Ce sera l'un des objectifs majeurs du prochain ministre de la Santé : rééquilibrer enfin les comptes de l'ensemble des branches de la Sécurité sociale (maladie, vieillesse, famille, accidents du travail/maladies professionnelles) qui ont affiché un déficit de 18,6 milliards d'euros en 2011. Il devrait reculer à 6 milliards cette année selon les prévisions du projet de loi de finances de la sécurité sociale 2012.
Un chiffre à comparer aux 170 milliards de dépenses sociales qui seront engagées cette année. « Certes, ce déficit n'est pas finalement pas si élevé en valeur absolue. Mais il pose la question suivante : peut-on se satisfaire de la situation actuelle qui voit les dépenses de la Sécu et en particulier celles liés à la santé, progresser plus vite que la production de richesses de la Nation», s'interroge Denis Piveteau, conseiller d'Etat et président du Haut conseil pour l'avenir de l'assurance maladie (HCAAM), invité dans le cadre des « Auditions Privées » organisées par le magazine Décision Santé,
Pour y parvenir, et à condition de ne pas remettre en cause le principe de solidarité nationale consistant à rembourser les soins de santé indifféremment du niveau de revenus des malades, les options ne sont pas si nombreuses.

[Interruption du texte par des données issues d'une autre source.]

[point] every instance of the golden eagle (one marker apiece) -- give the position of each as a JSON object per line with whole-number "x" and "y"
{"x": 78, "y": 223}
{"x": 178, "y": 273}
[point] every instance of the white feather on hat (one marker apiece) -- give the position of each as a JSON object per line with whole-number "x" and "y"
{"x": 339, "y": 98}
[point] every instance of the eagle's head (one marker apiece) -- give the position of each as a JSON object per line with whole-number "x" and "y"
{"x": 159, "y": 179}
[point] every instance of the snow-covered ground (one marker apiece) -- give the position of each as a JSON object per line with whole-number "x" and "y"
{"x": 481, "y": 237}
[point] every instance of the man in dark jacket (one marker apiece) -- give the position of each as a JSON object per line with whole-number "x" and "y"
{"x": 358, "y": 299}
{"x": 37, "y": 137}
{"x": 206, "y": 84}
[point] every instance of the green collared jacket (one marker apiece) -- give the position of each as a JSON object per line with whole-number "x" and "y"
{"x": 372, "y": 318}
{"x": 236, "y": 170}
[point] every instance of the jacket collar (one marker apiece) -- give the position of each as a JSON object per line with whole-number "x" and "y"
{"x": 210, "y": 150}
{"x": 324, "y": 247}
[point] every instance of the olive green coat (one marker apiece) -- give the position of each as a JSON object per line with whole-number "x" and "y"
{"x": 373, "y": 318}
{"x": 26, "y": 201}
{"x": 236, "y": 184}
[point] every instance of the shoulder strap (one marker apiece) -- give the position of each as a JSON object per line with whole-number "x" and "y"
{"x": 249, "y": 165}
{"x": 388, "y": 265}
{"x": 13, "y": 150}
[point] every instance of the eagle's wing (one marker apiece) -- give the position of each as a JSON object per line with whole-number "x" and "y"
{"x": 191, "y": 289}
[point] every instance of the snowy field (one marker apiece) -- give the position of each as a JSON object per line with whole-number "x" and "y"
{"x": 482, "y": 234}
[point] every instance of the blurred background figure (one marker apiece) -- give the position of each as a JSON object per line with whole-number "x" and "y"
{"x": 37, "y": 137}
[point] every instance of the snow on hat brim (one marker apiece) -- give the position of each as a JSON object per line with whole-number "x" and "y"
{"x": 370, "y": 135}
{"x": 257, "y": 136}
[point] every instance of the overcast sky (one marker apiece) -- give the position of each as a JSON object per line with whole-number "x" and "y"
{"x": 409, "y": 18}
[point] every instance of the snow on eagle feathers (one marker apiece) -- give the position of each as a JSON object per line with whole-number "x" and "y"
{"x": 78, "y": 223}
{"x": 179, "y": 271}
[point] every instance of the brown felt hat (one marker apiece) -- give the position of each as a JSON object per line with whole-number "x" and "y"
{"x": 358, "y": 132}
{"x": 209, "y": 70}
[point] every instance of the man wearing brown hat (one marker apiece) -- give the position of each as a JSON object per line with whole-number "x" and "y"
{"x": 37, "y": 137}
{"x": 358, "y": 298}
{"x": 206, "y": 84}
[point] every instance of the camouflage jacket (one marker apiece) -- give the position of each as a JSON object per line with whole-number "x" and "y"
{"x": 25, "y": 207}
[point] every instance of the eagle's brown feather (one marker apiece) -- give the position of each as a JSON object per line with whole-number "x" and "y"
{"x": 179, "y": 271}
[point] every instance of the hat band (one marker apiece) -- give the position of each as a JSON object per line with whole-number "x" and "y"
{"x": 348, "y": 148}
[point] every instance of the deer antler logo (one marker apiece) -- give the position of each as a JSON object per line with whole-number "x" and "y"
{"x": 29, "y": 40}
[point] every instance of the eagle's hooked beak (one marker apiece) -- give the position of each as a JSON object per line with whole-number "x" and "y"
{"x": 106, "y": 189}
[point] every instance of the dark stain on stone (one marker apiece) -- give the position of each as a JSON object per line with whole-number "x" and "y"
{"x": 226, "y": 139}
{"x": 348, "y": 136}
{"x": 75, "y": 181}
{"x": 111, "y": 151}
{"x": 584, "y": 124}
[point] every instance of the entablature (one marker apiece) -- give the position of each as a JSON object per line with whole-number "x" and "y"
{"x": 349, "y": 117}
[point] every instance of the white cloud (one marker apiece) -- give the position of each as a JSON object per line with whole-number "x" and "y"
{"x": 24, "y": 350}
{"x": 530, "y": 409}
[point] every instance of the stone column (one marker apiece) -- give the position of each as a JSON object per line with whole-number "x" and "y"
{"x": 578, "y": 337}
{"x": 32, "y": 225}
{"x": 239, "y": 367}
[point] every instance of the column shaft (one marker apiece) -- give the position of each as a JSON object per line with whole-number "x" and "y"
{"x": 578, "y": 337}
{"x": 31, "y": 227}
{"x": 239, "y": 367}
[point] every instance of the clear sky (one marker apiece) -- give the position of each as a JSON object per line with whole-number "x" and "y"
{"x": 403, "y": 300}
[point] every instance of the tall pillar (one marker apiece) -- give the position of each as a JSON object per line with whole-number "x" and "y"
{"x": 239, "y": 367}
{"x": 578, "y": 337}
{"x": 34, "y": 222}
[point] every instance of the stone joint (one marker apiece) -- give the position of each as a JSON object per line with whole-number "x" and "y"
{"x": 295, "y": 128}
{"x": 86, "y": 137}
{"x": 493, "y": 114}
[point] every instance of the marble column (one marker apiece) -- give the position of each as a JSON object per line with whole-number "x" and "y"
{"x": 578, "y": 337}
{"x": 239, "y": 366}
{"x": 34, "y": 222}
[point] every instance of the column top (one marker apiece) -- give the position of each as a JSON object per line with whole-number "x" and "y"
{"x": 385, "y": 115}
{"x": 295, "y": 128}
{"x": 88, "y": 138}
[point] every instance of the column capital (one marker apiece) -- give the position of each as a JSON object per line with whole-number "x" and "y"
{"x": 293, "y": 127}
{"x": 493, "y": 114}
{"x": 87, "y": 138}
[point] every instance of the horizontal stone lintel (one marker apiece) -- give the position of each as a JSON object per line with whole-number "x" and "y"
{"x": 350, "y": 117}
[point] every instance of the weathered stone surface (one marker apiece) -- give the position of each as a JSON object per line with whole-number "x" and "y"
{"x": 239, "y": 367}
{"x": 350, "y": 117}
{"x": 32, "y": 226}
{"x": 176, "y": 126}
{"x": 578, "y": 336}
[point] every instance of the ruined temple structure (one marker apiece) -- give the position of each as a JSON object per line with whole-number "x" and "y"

Les maladies chroniques et mes poly-pathologies dans le viseur
« Pour maîtriser les dépenses de soins, il faut essentiellement contrôler celles liées aux maladies chroniques et aux poly-pathologies dont souffrent un nombre grandissant de patients, essentiellement les personnes âgées. Ce sont celles qui progressent le plus vite et qui coûtent le plus cher à la collectivité », explique le conseiller d'Etat, reprenant les pistes évoquées par le HCAAM dans un rapport dévoilé de 22 mars. Un coût qui devrait continuer à progresser au cours des prochaines années en raison du vieillissement de la population. Actuellement, 15 millions de personnes, soit 20% de la population française souffrent de maladies chroniques. La moitié d'entre elles bénéficient d'un remboursement à 100% de leurs soins dans le cadre du dispositif de l'affection longue durée (ALD), ce qui représente un coût de 84 milliards d'euros.
Le HCAAM suggère de totalement repenser le parcours de soins. Comment ? En se reposant sur le trio constitué de la médecine de proximité, de l'hôpital et des services sociaux. « La coordination soignante relève par nature de la médecine de proximité. Et c'est à l'hôpital de lui fournir, au bon moment, l'apport puissant de compétences cliniques et techniques dont le « parcours » d'un malade peut avoir besoin », explique le rapport de l'HCAAM.
Pour le HCAAM, l'optimisation du « parcours » de soins doit donc conduire à des séjours d'hospitalisation complète qui soient, aussi bien dans l'intérêt du malade que pour la mobilisation optimale des équipes hospitalières, les plus proches possibles du « juste soin ». Dans bien des cas, cette méthode devrait conduire à des séjours moins nombreux, moins longs ou moins répétés, et moins souvent provoqués par une situation d'urgence. Le secteur médicosocial et les professionnels libéraux prendraient ensuite le relais pour assurer les soins de ville, moins coûteux que les soins hospitaliers, les services de soins de suite et de réadaptation ou d'hospitalisation à domicile, pour obtenir des places en hébergement temporaire ou permanent en EHPAD notamment.
Le rôle des agences régionales de santé
Cette mission de coordination n'était-elle pas initialement dévolu aux Agences régionales de santé (ARS) ? Effectivement. Mais il faudrait qu'elles disposent de plus de libertés, de plus d'autonomie pour pouvoir utiliser au mieux localement les crédits alloués par le ministère au niveau national. Si certains membres des 66 membres du HCAAM rappellent leur opposition à la construction actuelle des ARS, celles-ci offrent, aux yeux de la très grande majorité des membres, une opportunité qui doit être saisie. « Les ARS doivent avoir les moyens de devenir les acteurs et les animateurs de cette coordination des soins, sur la base de « territoires de santé » qui intègrent les contraintes très concrètes d'habitude de vie et de déplacement, en lien étroit avec les collectivités territoriales chargées de l'aide Sociale », souhaitent la majorité d'entre eux.
Le chantier est ambitieux. Ne serait-il pas plus simple de recourir à la fiscalité pour financer la progression des dépenses sociales ? « Ce serait la solution la plus rapide. Mais elle serait injuste. On ne peut pas continuer à augmenter le taux des prélèvements obligatoires sans tenter de rationaliser l'offre de soins. Par ailleurs, l'Etat a d'autres priorités, notamment en matière de logement, de transport, d'éducation qui sont toutes aussi urgentes à régler », estime Denis Piveteau.